Oxford University Press (OUP) attracted praise and criticism last week when the Twitter account for Oxford Dictionaries, which it runs, became involved in the Indian general election.
Rahul Gandhi, the leading opposition candidate to incumbent Prime Minister Naredra Modi, took to Twitter to suggest that his neologism had been added to the Oxford English Dictionary. In the screenshot posted by Gandhi, ‘Modilie’, a portmanteau of ‘Modi’ and ‘lie’, is defined as “to lie without respite.” Along with the screenshot, Gandhi wrote: “There’s a new word in the English Dictionary. Attached is a snapshot of the entry :)”
In response to the politician’s tweet, the official account for Oxford Dictionaries, which is maintained by OUP, replied: “We can confirm that the image showing the entry ‘Modilie’ is fake and does not exist in any of our Oxford Dictionaries.”
Twitter users replied to the tweet with some of them posting memes. One user responded to Gandhi’s tweet with a screenshot from Urban Dictionary with the entry ‘rahulled’, based on Gandhi, meaning “to talk irrelevant nonsense to questions asked by someone and thereby make a complete fool of oneself”.
Another joked: “Rahul can now lay undisputed claim to an Oxford education.” Users speculated about the reaction of Gandhi. One warned Oxford Dictionaries: “Now Rahul Gandhi and his cronies will call you a liar.”
Another predicted: “Now piddis will create new snapshot for “Oxfordilie””. Gandhi’s supports have been nicknamed ‘piddis’ since the politician claimed that his dog Piddi runs his Twitter account.
Gandhi coined the term ‘modilie’ after alleging that Modi interfered in a major arms deal with the French government, against the wishes of the Ministry of Defence.
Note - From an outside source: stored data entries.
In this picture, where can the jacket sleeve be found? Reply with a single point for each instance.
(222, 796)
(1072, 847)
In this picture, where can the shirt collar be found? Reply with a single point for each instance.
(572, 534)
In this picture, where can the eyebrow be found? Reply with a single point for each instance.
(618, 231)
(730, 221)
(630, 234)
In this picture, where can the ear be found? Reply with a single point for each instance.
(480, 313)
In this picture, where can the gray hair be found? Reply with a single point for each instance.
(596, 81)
The allegations were later found to be unsupported by government documentation.
Gandhi was resoundingly defeated in the Indian general election on Thursday, with Hindu-nationalist Narendra Modi winning a second term as Prime Minister. He also lost his parliamentary seat in Amethi, which has long been a stronhold, described as the “family bastion seat.” He will continue to sit in parliament, however, representing his second seat.
Modi successfully compared his biography as the “son of a poor tea seller” with Gandhi’s upbringing as part of a political dynasty which continue to be common in India. Some of his party have argued Gandhi’s family history could be seen as an asset as he is likely to have “political experience.”
Oxford University Press declined to comment, but stood by the content of their tweet.